I live in Taiwan and noticed how Taiwan’s government uses this tsunami as an opportunity to dump (donate) 1,000 ton of excess rice it is obligated to import because of its accession to the WTO. Taiwanese rice can’t compete with imported rice and government didn’t know what to do with all the imports it bought. The solution: give it to the victims (and ruin the local farmers there!)
Tellingly, Thailand doesn’t want aid, but tourists. And we have heard no voices in the west to outsource some factories to Sri Lanka or Indonesia in order to give them work. So, the real good deeds would be plan a holiday in a 5 Asian resort and buy more goods coming from these hard hit countries.
Vanmind –thanks, you’re the first to get it. Apparently there is limited overlap between readers of econ blogs and film buffs. Sigh.

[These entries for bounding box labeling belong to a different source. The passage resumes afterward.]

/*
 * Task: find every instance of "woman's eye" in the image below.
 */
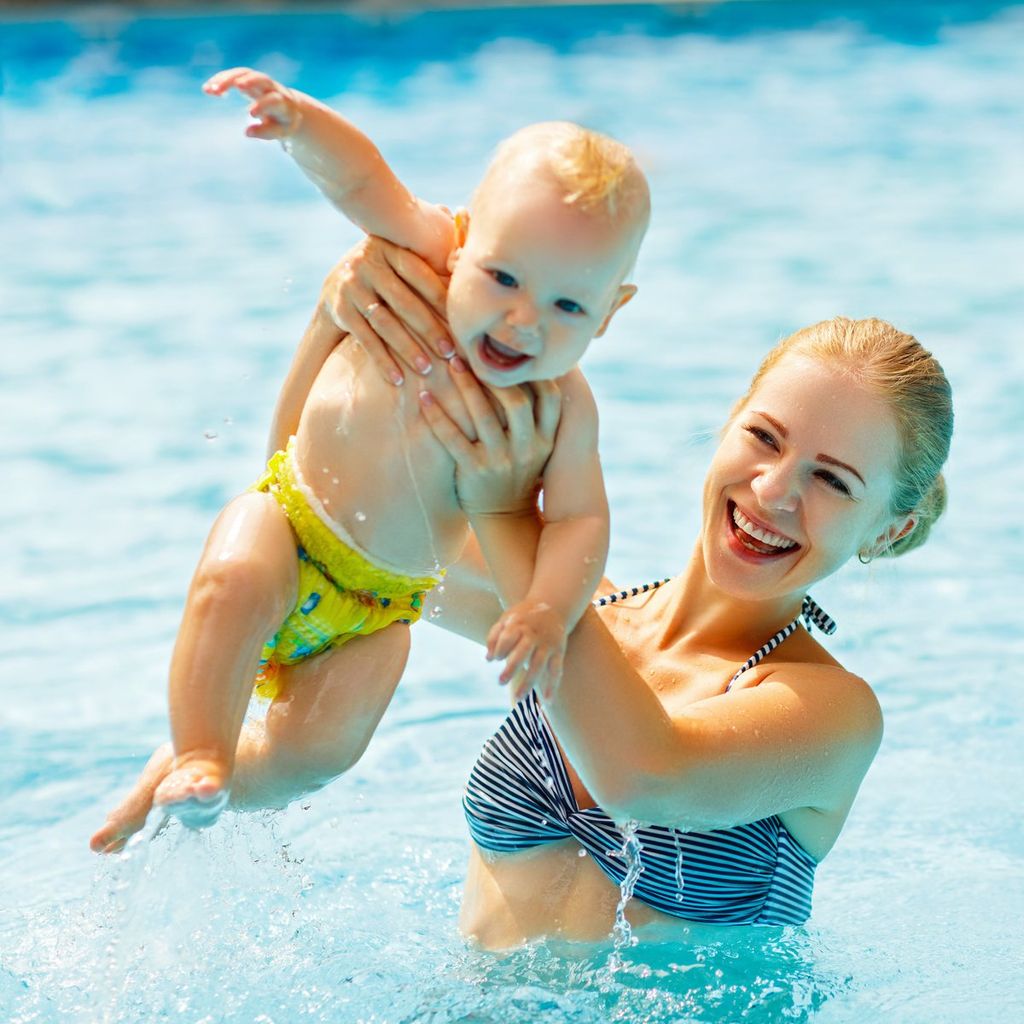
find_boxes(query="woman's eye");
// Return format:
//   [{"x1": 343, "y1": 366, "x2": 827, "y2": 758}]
[
  {"x1": 746, "y1": 427, "x2": 778, "y2": 447},
  {"x1": 818, "y1": 469, "x2": 850, "y2": 495}
]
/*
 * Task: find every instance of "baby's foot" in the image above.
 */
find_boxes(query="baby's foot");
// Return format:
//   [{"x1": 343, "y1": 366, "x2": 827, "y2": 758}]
[
  {"x1": 153, "y1": 754, "x2": 228, "y2": 828},
  {"x1": 89, "y1": 743, "x2": 174, "y2": 853}
]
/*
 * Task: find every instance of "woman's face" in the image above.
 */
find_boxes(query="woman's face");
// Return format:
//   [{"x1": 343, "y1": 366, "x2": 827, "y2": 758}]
[{"x1": 701, "y1": 355, "x2": 903, "y2": 600}]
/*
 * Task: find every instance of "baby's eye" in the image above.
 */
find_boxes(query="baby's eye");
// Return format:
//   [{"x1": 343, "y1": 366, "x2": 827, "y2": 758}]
[
  {"x1": 818, "y1": 469, "x2": 850, "y2": 496},
  {"x1": 746, "y1": 427, "x2": 778, "y2": 447},
  {"x1": 490, "y1": 270, "x2": 519, "y2": 288}
]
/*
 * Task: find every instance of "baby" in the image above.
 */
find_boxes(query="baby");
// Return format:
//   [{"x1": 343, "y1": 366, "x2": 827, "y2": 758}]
[{"x1": 92, "y1": 69, "x2": 649, "y2": 850}]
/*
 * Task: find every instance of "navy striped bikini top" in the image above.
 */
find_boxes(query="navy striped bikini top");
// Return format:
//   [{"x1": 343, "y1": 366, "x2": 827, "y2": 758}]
[{"x1": 463, "y1": 581, "x2": 836, "y2": 925}]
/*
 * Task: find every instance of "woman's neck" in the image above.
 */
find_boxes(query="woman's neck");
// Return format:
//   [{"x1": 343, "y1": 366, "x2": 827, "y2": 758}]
[{"x1": 656, "y1": 541, "x2": 804, "y2": 656}]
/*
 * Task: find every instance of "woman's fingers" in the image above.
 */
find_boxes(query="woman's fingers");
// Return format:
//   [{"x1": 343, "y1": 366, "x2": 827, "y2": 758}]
[
  {"x1": 359, "y1": 299, "x2": 433, "y2": 383},
  {"x1": 420, "y1": 391, "x2": 477, "y2": 460},
  {"x1": 449, "y1": 355, "x2": 505, "y2": 447},
  {"x1": 375, "y1": 239, "x2": 449, "y2": 319}
]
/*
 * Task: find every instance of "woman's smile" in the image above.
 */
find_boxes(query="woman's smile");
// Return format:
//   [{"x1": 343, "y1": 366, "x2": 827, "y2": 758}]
[{"x1": 726, "y1": 499, "x2": 800, "y2": 561}]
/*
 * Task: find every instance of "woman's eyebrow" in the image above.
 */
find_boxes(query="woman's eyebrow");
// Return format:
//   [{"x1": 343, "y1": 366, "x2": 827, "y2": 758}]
[
  {"x1": 817, "y1": 452, "x2": 867, "y2": 487},
  {"x1": 754, "y1": 410, "x2": 867, "y2": 487}
]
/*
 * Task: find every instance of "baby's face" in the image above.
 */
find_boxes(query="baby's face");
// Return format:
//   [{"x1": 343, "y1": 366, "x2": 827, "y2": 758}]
[{"x1": 447, "y1": 174, "x2": 636, "y2": 387}]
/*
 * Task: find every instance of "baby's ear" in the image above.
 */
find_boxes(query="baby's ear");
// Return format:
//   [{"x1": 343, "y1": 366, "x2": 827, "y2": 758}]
[
  {"x1": 594, "y1": 285, "x2": 637, "y2": 338},
  {"x1": 447, "y1": 207, "x2": 469, "y2": 273}
]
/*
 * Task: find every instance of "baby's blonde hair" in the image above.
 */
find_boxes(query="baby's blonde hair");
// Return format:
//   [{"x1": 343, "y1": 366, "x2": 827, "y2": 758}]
[{"x1": 477, "y1": 121, "x2": 650, "y2": 234}]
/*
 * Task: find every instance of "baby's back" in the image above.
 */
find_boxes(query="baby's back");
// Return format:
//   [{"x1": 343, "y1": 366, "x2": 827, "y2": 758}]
[{"x1": 296, "y1": 341, "x2": 468, "y2": 575}]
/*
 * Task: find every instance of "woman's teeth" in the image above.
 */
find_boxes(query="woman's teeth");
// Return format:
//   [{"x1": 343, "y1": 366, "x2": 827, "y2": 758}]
[{"x1": 732, "y1": 505, "x2": 797, "y2": 551}]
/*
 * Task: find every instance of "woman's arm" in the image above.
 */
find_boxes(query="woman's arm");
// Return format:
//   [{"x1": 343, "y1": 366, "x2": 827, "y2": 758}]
[{"x1": 545, "y1": 610, "x2": 882, "y2": 828}]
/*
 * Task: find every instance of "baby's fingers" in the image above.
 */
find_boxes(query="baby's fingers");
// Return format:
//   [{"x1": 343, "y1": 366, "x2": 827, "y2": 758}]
[
  {"x1": 536, "y1": 654, "x2": 563, "y2": 700},
  {"x1": 203, "y1": 68, "x2": 276, "y2": 96},
  {"x1": 487, "y1": 615, "x2": 522, "y2": 662},
  {"x1": 498, "y1": 637, "x2": 534, "y2": 686}
]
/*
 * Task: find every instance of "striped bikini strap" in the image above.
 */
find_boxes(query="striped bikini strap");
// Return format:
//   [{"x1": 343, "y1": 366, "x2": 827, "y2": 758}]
[
  {"x1": 725, "y1": 594, "x2": 836, "y2": 692},
  {"x1": 593, "y1": 577, "x2": 836, "y2": 691},
  {"x1": 591, "y1": 577, "x2": 672, "y2": 608}
]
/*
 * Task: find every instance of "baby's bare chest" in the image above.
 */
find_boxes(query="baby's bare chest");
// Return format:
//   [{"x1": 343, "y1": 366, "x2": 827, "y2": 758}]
[{"x1": 296, "y1": 356, "x2": 467, "y2": 568}]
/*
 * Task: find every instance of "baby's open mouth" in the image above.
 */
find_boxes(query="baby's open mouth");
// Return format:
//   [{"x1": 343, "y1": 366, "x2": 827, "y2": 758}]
[
  {"x1": 480, "y1": 334, "x2": 530, "y2": 370},
  {"x1": 728, "y1": 502, "x2": 800, "y2": 556}
]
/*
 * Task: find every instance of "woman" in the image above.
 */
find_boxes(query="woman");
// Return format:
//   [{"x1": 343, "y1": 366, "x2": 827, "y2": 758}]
[
  {"x1": 325, "y1": 239, "x2": 952, "y2": 947},
  {"x1": 90, "y1": 239, "x2": 952, "y2": 948}
]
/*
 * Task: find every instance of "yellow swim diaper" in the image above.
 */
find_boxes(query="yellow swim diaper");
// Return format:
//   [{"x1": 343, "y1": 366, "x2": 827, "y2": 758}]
[{"x1": 252, "y1": 439, "x2": 443, "y2": 698}]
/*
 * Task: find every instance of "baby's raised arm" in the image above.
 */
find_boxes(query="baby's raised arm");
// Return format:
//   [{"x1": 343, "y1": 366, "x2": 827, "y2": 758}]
[
  {"x1": 203, "y1": 68, "x2": 455, "y2": 271},
  {"x1": 485, "y1": 370, "x2": 609, "y2": 700},
  {"x1": 423, "y1": 358, "x2": 608, "y2": 700}
]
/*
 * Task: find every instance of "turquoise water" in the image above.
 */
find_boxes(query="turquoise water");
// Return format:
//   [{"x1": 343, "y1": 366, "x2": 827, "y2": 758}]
[{"x1": 0, "y1": 3, "x2": 1024, "y2": 1024}]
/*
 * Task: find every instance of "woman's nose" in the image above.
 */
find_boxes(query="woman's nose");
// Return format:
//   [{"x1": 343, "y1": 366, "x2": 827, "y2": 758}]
[{"x1": 751, "y1": 460, "x2": 800, "y2": 512}]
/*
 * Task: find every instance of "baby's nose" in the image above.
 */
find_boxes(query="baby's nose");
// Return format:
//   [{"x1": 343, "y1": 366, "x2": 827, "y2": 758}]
[{"x1": 505, "y1": 297, "x2": 541, "y2": 331}]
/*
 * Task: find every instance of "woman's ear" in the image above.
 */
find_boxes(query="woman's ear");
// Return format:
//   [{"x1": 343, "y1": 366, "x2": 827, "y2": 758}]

As to the voluminous documentation about the ineffectiveness of aid, there are many times it has failed, indeed. But laissez-faire in crises doesn’t have all that strong of a track record either. Think about the Irish potato famine.
“Think about the Irish potato famine.”
Sorry, AdamSmithee, but the famine had LITTLE to do, if at all, with laissez-faire economics and more to do with politics. Please read:
http://mises.org/freemarket_detail.aspx?control=88
Some commentators questioned the relevance of the Rothbard Somalia example, a “man made disaster” to the Aceh siutation, a “natural disaster”.

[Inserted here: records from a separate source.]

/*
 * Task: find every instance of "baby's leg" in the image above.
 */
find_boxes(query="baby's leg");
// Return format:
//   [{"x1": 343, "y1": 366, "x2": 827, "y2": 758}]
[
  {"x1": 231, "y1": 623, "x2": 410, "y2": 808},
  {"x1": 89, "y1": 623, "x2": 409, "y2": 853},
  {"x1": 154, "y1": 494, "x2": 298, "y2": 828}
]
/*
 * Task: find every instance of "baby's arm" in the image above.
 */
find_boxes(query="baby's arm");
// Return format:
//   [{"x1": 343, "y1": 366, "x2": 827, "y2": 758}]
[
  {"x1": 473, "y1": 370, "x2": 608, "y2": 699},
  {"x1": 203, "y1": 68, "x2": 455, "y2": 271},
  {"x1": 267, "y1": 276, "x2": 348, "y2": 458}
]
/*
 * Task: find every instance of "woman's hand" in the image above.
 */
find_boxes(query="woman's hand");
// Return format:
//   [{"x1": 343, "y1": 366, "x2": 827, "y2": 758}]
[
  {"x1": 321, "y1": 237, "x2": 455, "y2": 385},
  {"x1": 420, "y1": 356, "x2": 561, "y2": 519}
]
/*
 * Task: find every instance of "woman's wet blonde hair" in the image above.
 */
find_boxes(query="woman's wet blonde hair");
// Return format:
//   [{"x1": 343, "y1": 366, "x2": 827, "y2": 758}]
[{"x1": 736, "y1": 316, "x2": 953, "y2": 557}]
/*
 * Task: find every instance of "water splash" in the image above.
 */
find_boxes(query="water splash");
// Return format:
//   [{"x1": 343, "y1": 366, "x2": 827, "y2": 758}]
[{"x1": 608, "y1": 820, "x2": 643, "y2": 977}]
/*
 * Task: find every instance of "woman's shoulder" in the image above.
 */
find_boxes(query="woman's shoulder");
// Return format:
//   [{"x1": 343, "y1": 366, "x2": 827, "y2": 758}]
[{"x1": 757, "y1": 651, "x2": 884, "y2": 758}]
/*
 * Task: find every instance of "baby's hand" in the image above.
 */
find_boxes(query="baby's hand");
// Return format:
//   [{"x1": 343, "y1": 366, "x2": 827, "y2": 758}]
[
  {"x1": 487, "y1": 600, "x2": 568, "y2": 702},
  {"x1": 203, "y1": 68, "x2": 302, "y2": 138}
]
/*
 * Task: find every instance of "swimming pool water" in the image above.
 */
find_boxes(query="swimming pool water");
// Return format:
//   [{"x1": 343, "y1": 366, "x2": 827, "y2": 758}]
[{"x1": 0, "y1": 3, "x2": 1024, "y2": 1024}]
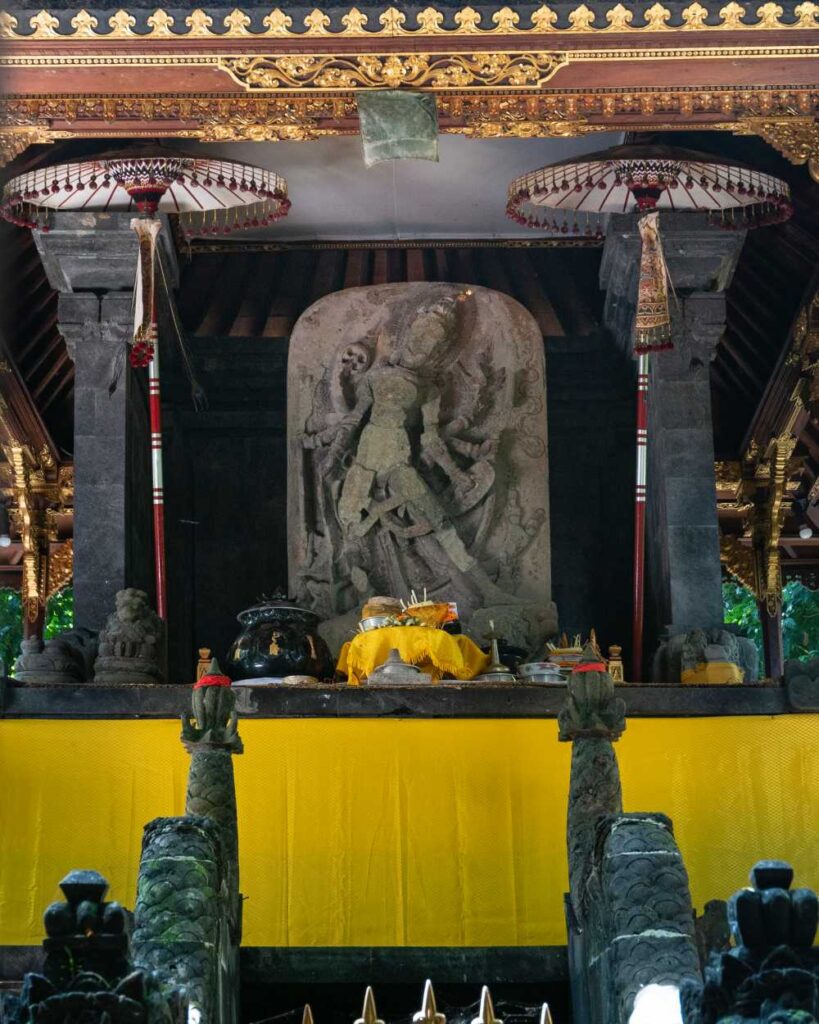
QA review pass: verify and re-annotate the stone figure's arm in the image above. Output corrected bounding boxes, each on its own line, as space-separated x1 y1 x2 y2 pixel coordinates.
330 387 373 459
421 388 442 449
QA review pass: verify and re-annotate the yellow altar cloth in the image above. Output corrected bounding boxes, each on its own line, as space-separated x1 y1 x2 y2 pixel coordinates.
680 662 745 685
337 626 489 686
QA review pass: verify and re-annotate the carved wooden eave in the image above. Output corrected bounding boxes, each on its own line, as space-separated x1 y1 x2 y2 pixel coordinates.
0 0 819 167
716 272 819 598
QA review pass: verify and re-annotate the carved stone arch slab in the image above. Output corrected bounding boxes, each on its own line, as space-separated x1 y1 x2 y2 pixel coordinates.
288 284 556 644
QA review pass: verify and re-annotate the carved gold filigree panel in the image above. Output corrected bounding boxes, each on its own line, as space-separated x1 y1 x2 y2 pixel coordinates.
219 51 568 91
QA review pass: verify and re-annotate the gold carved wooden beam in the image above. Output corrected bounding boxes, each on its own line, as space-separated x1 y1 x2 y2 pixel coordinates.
0 0 819 42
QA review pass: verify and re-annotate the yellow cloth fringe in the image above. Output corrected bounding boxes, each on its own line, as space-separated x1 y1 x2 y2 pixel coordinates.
337 626 489 686
680 662 745 684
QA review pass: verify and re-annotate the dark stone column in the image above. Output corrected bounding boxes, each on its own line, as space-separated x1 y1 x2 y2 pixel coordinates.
58 292 150 629
37 214 174 629
601 214 744 671
646 292 725 633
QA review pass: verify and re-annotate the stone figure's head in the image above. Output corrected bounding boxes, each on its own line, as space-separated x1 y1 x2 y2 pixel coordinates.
390 291 474 370
117 587 150 623
339 341 373 377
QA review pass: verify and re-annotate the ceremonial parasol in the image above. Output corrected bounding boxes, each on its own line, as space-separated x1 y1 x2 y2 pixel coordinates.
0 153 290 618
507 145 792 681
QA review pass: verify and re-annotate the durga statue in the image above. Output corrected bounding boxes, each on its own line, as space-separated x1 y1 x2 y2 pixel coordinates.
294 286 556 647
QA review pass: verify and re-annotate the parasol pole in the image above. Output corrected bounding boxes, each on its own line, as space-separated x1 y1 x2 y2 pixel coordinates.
147 317 167 618
632 352 648 683
131 216 168 620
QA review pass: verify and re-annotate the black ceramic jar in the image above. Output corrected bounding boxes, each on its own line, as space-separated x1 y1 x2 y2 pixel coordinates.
225 600 335 680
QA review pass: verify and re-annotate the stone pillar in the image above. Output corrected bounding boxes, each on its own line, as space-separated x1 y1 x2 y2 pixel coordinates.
35 213 176 629
58 292 144 629
646 292 725 633
601 213 744 671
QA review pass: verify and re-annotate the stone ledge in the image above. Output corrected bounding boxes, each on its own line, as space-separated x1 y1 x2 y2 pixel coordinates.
0 946 568 986
0 680 798 719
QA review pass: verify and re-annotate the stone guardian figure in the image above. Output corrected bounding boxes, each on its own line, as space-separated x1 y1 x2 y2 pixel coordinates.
288 285 557 647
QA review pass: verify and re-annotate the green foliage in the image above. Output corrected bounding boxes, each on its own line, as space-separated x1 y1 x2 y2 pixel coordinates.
782 580 819 657
0 587 23 676
43 586 74 640
723 580 819 664
0 587 74 676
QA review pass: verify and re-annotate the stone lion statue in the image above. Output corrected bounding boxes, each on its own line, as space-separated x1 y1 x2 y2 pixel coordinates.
94 587 165 685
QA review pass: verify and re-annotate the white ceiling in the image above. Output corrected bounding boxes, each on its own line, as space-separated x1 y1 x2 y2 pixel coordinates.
173 132 622 242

The distinction between the two types may be irrelevant as far as the influence on conflict downstream. There is even a ‘local’ (at least nearby) precedent.
There is a real possibility that this disaster may lead to a revival of Aceh separatist and other secessionist and indeed Islamist forces within Indonesia. This has happened before. Check out Simon Winchester’s Krakatoa, reviewed here.
‘The great blast also sounded the death knell for colonial rule in Indonesia. Radical mullahs preached that the eruption was the revenge of Allah against the archipelago’s infidel rulers and those who served them. They declared jihad in 1888, and there followed an orgy of killing directed at European men, women and children. Though the rebellion was soon crushed, Winchester notes that today it “is regarded very much as a way-station on the route to eventual Indonesian independence”.’
In this story – Paper Money Can’t Save Billions From Poverty
The writer thinks that too much foreign aid is wasted and in the end it will not do what was intended.
The U.N. recently announced that the world population will grow by 40 percent in the next half century.
The U.N. believes that wealthy nations must dramatically increase foreign aid to underdeveloped countries in order to stave off a humanitarian disaster that could result from this third-world population explosion.
Foreign aid brings mostly corruption, while exacerbating the underlying problems. The United States and other wealthy nations should shun the billion-dollar publicity-stunts and instead commit to developing democratic institutions that foster free markets.